Was blieb also Eleonore übrig, als sich "privat" zu rächen und die Nebenbuhlerin umzubringen? Wohlwollende Biografen verweisen zwar darauf, daß sie sich schwerlich persönlich zu Rosemond begeben und die vor die Wahl stellen konnte: "Dolch (bei Körner: für die Kinder) oder Gift?", weil sie doch selber unter Hausarrest stand; aber da hätte es wohl Mittel und Wege gegeben, das durch Dritte besorgen zu lassen. Tatsache ist, daß "die schöne Rosamunde" 1176 ganz plötzlich "erkrankte" und verstarb, und da sie weder schwanger war noch an Altersschwäche litt (sie dürfte Mitte 20 gewesen sein - genau wissen wir es nicht) ist das schon etwas merkwürdig. Volkes Stimme glaubte jedenfalls an eine Vergiftung; für die Engländer war die brave Rosemond Clifford eine der ihren, die von der bösen, ausländischen Königin ermordet wurde (dabei waren beide gleichermaßen Normanninnen :-), und Körner glaubte das auch. Und Dikigoros? Er weiß es nicht, aber ausschließen würde er gar nichts; sicher erscheint ihm nur, daß es sich so, wie Körner es darstellt, nicht gewesen sein kann, weder vom Ablauf der Handlung noch von der Motivation der Handelnden her - wobei er sich natürlich nicht vollständig in die Gedankenwelt einer Frau hinein versetzen kann, die in einer Lage war wie Eleonore von Aquitanien. Allerdings glaubt er nicht, daß eine Frau, der die Nebenbuhlerin androht, ihre Kinder zu ermorden, "freiwillig" Gift nimmt im Vertrauen darauf, daß die Kinder dann verschont werden - sie hätte sich doch denken können, daß die nach ihrem Tode erst recht umgebracht werden. Daß dies nicht geschah, ist in Dikigoros' Augen der einzige - aber wesentliche - Punkt, der gegen ein Mordkomplott Eleonores spricht. (Es sei denn, sie hätte geglaubt, daß sie auch Rosemonds Kinder um den Finger wickeln könnte, aber das ist pure Spekulation.)

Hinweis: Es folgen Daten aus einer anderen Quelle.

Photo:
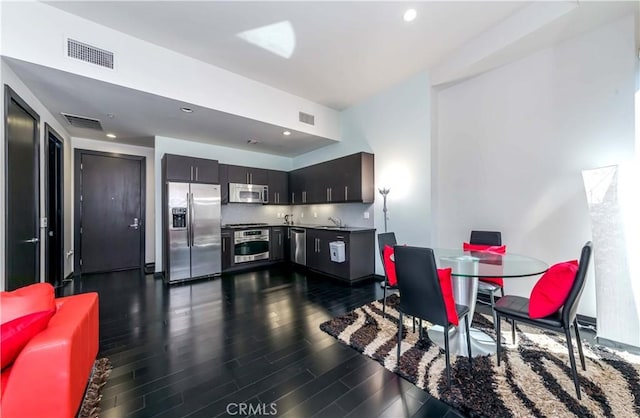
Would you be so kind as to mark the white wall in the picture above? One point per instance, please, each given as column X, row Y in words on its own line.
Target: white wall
column 7, row 76
column 395, row 126
column 150, row 201
column 511, row 145
column 143, row 66
column 224, row 155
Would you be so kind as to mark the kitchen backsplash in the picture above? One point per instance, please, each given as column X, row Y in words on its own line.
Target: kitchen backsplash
column 351, row 214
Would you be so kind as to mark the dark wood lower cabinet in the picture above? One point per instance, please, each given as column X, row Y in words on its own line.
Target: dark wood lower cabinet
column 227, row 249
column 276, row 250
column 359, row 262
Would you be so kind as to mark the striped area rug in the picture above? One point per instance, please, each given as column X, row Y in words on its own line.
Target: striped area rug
column 533, row 380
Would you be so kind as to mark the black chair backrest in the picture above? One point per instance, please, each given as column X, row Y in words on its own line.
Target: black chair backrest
column 485, row 238
column 570, row 307
column 420, row 292
column 387, row 238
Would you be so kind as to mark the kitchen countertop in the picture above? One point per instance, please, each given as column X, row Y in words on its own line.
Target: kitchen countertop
column 323, row 227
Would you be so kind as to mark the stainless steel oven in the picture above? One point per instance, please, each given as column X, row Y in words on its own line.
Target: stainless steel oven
column 250, row 245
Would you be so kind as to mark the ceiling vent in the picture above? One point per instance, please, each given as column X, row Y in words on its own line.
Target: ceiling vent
column 88, row 53
column 306, row 118
column 82, row 122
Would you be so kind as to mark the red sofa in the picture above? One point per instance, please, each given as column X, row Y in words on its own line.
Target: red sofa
column 49, row 376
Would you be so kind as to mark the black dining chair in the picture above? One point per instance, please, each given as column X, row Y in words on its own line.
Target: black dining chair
column 384, row 239
column 421, row 295
column 493, row 238
column 517, row 309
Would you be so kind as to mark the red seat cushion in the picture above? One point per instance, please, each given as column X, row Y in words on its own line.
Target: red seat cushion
column 389, row 265
column 16, row 333
column 26, row 300
column 551, row 291
column 444, row 275
column 498, row 249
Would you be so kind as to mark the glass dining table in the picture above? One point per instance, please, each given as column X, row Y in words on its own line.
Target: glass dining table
column 466, row 268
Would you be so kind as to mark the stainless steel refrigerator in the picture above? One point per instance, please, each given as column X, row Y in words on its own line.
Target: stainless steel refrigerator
column 193, row 240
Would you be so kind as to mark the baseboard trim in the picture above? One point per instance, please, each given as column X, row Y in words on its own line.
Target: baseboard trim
column 618, row 345
column 149, row 268
column 586, row 321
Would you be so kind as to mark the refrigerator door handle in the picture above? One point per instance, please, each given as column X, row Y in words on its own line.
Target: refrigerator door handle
column 191, row 215
column 189, row 225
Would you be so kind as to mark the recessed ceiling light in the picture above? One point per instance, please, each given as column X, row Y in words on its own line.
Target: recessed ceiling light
column 409, row 15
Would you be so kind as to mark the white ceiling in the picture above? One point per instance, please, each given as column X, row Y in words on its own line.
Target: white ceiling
column 344, row 53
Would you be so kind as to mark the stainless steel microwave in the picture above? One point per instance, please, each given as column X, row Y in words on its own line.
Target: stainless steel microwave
column 248, row 193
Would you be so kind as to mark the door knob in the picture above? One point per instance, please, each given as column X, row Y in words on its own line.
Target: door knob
column 135, row 224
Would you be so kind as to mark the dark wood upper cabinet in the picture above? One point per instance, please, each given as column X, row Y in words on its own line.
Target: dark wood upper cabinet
column 346, row 179
column 278, row 182
column 190, row 169
column 247, row 175
column 223, row 174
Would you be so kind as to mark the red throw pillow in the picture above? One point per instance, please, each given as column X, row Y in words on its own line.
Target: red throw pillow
column 389, row 265
column 551, row 291
column 498, row 249
column 444, row 275
column 16, row 333
column 26, row 300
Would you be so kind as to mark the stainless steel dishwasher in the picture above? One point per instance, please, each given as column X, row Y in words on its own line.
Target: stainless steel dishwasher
column 299, row 246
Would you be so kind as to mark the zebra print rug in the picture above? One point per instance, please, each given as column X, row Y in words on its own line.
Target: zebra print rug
column 533, row 380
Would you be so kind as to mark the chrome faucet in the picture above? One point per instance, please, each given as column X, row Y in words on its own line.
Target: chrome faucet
column 336, row 221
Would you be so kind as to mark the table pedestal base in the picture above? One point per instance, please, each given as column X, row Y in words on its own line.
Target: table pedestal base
column 481, row 343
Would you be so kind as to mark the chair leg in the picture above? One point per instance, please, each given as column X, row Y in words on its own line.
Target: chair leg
column 466, row 323
column 399, row 340
column 572, row 359
column 384, row 299
column 575, row 327
column 493, row 304
column 446, row 355
column 498, row 345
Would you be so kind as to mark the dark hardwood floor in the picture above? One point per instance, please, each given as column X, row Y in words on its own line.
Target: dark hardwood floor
column 204, row 348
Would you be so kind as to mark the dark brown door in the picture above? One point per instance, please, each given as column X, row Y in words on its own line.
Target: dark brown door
column 23, row 193
column 110, row 198
column 53, row 237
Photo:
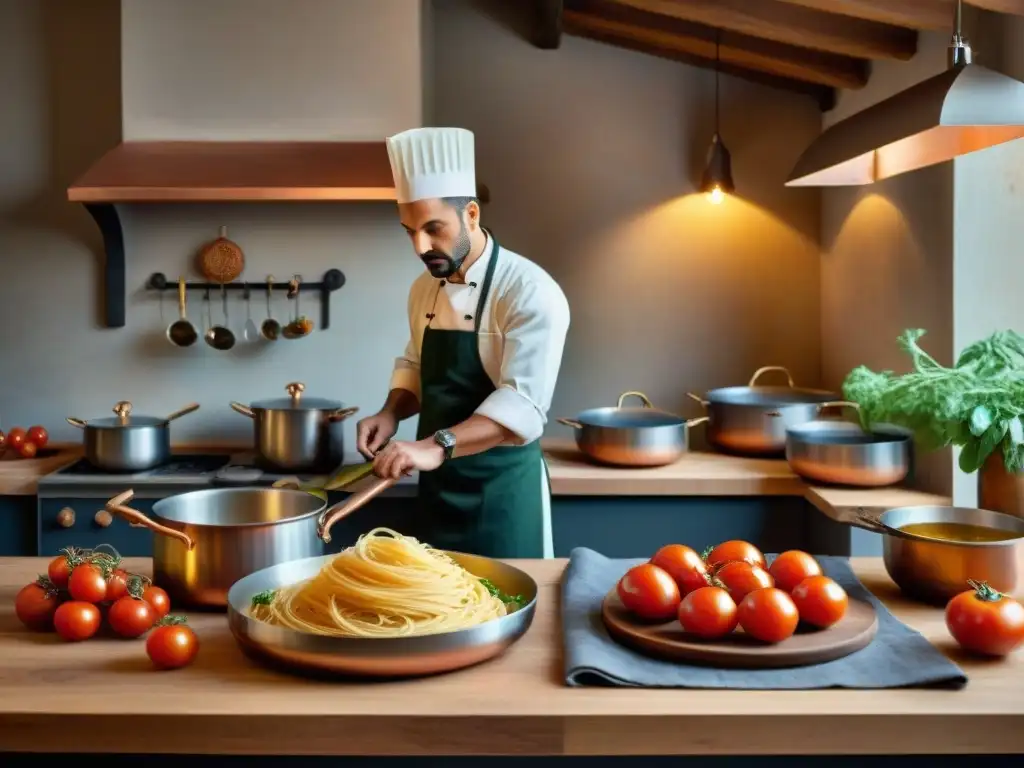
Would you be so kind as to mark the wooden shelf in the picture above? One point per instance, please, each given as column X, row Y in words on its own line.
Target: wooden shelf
column 246, row 171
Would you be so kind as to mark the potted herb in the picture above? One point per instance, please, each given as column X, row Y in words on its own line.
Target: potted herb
column 977, row 404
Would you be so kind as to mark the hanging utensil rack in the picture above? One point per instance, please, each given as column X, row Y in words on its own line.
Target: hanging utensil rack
column 331, row 282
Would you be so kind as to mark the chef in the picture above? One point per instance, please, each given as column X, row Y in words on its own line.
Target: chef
column 487, row 329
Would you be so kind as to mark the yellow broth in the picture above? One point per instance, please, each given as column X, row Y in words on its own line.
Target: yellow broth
column 958, row 531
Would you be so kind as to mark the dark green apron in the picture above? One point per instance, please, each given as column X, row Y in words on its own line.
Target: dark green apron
column 489, row 504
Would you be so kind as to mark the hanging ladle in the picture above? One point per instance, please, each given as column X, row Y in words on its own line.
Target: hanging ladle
column 220, row 337
column 181, row 333
column 269, row 329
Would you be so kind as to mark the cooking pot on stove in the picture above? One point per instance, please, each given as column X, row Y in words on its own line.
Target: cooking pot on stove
column 126, row 442
column 297, row 433
column 208, row 540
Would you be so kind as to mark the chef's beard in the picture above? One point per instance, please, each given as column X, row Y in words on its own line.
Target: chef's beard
column 449, row 264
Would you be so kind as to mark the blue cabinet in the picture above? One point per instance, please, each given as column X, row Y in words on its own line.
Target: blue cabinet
column 17, row 525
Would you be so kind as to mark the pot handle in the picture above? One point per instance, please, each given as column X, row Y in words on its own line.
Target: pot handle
column 343, row 413
column 117, row 506
column 646, row 401
column 768, row 369
column 244, row 410
column 698, row 398
column 331, row 515
column 183, row 412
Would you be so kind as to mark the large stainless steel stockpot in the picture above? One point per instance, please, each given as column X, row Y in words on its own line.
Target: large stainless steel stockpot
column 297, row 433
column 753, row 420
column 933, row 570
column 634, row 436
column 208, row 540
column 841, row 453
column 128, row 443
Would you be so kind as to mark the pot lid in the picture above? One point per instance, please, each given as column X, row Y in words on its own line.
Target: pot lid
column 296, row 401
column 125, row 419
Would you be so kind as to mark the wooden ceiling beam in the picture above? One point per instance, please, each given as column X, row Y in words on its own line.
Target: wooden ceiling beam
column 576, row 24
column 601, row 16
column 914, row 14
column 785, row 23
column 547, row 24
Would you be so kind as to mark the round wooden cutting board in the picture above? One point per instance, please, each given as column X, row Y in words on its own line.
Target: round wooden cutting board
column 667, row 640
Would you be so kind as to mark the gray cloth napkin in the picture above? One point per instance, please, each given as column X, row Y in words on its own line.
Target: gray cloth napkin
column 897, row 657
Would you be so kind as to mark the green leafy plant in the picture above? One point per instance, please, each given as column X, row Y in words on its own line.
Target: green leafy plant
column 977, row 404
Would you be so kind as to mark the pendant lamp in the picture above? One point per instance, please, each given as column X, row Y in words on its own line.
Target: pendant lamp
column 963, row 110
column 717, row 179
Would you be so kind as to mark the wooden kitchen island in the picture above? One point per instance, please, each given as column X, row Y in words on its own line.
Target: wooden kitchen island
column 102, row 696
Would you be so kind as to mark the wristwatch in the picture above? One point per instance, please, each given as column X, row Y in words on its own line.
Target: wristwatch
column 445, row 439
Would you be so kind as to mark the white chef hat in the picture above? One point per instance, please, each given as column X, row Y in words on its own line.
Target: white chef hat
column 432, row 163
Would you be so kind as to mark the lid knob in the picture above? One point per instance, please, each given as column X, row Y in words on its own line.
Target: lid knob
column 295, row 389
column 123, row 410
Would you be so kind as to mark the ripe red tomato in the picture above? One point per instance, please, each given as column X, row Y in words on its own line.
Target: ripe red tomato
column 708, row 612
column 735, row 550
column 649, row 592
column 985, row 622
column 130, row 616
column 158, row 600
column 38, row 435
column 60, row 566
column 117, row 585
column 15, row 437
column 740, row 579
column 76, row 621
column 36, row 603
column 768, row 615
column 684, row 565
column 819, row 601
column 87, row 584
column 790, row 568
column 172, row 643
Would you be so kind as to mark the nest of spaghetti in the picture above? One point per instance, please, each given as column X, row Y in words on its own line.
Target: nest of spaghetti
column 385, row 586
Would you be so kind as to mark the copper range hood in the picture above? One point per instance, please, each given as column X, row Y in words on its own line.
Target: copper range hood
column 963, row 110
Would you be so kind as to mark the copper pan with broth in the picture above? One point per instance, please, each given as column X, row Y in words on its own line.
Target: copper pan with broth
column 931, row 552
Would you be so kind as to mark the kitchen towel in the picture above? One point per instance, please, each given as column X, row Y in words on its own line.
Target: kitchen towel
column 898, row 656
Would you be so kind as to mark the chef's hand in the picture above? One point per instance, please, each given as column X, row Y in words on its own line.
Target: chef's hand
column 374, row 431
column 400, row 458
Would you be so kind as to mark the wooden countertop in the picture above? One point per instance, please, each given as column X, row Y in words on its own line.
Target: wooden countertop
column 696, row 473
column 102, row 694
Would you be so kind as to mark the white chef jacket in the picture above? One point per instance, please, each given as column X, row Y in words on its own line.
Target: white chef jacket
column 521, row 338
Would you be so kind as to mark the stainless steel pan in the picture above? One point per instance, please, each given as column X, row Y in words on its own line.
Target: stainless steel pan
column 126, row 442
column 753, row 420
column 633, row 436
column 841, row 453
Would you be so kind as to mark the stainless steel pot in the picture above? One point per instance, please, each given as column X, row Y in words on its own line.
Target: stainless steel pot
column 208, row 540
column 126, row 442
column 933, row 570
column 753, row 420
column 296, row 433
column 841, row 453
column 624, row 436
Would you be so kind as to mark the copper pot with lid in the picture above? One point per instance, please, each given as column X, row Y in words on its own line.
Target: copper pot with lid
column 297, row 433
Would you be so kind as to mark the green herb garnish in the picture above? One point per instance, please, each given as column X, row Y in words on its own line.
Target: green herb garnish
column 263, row 598
column 493, row 589
column 977, row 404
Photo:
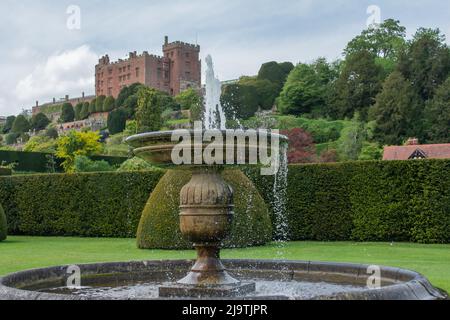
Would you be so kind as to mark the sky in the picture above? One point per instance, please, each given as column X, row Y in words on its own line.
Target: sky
column 49, row 48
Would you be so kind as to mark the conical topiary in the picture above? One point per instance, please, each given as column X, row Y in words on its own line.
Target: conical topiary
column 159, row 227
column 3, row 224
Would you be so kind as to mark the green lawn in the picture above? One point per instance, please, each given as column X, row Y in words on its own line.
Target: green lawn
column 19, row 253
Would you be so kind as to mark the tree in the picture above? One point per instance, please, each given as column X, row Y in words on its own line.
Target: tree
column 426, row 62
column 99, row 103
column 84, row 113
column 77, row 144
column 52, row 133
column 188, row 98
column 306, row 88
column 109, row 104
column 9, row 123
column 67, row 113
column 117, row 120
column 437, row 115
column 78, row 111
column 301, row 146
column 396, row 111
column 151, row 104
column 126, row 93
column 239, row 101
column 39, row 122
column 275, row 72
column 93, row 106
column 21, row 125
column 351, row 142
column 385, row 40
column 357, row 86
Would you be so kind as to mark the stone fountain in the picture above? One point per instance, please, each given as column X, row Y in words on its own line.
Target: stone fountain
column 206, row 213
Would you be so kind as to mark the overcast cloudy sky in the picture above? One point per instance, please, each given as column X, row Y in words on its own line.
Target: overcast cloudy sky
column 41, row 58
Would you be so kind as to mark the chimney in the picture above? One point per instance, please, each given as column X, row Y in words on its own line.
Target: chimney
column 412, row 142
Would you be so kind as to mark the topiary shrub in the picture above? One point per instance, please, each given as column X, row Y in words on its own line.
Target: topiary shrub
column 159, row 225
column 3, row 224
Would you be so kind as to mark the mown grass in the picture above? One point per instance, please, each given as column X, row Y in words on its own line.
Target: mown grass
column 21, row 253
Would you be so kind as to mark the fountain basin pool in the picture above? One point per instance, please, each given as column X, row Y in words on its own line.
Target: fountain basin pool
column 286, row 280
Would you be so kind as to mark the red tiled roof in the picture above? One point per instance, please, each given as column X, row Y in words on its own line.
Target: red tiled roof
column 432, row 151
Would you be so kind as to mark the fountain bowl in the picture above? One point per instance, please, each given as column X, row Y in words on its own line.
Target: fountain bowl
column 275, row 280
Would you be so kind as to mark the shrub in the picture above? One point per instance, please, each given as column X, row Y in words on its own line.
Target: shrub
column 117, row 120
column 86, row 204
column 3, row 224
column 11, row 138
column 67, row 113
column 367, row 201
column 136, row 164
column 77, row 144
column 109, row 104
column 159, row 225
column 84, row 164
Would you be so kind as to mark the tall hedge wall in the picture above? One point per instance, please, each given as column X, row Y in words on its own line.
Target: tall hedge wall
column 37, row 161
column 363, row 201
column 94, row 205
column 367, row 201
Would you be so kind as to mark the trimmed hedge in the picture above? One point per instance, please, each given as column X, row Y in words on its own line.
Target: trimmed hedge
column 367, row 201
column 160, row 223
column 3, row 225
column 362, row 201
column 37, row 161
column 91, row 205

Ja, die Frauen, vor allem die Königinnen, hatten es dem jungen, schwärmerischen Carl Theodor angetan, und seine besondere Verehrung galt nicht etwa seiner Landesmutter, der Königin von Sachsen, sondern der Königin Luise von Preußen, seinem "Racheengel", seinem "Heil'genbild für den gerechten Krieg". Dikigoros ist schleierhaft, wie die zu solcher Berühmtheit gelangen konnte - aber wahrscheinlich hatte sie das nicht zuletzt Körner zu verdanken. Gerächt hat sie niemanden, geschweige denn militärisch, und daß sie sich Napoléon Bonaparte persönlich zu Füßen geworfen habe, um Preußen zu retten, dürfte auch ein Gerücht gewesen sein - und selbst wenn es so gewesen wäre, hätte sie damit jedenfalls nichts Entscheidendes erreicht. Aber die Menschen haben nun mal von je her ein besonderes Bedürfnis nach weiblichen Heilsbringern; und dieses Bedürfnis hat - wie "Lady Di" oder "Mutter Theresa" zeigen - sowohl das 19. Jahrhundert im allgemeinen als auch die Befreiungskriege im besonderen überlebt. (Nur daß man im 20. Jahrhundert als Schönredner, -dichter und -sänger halt nicht mehr Theodor Körner hieß, sondern Elton John :-)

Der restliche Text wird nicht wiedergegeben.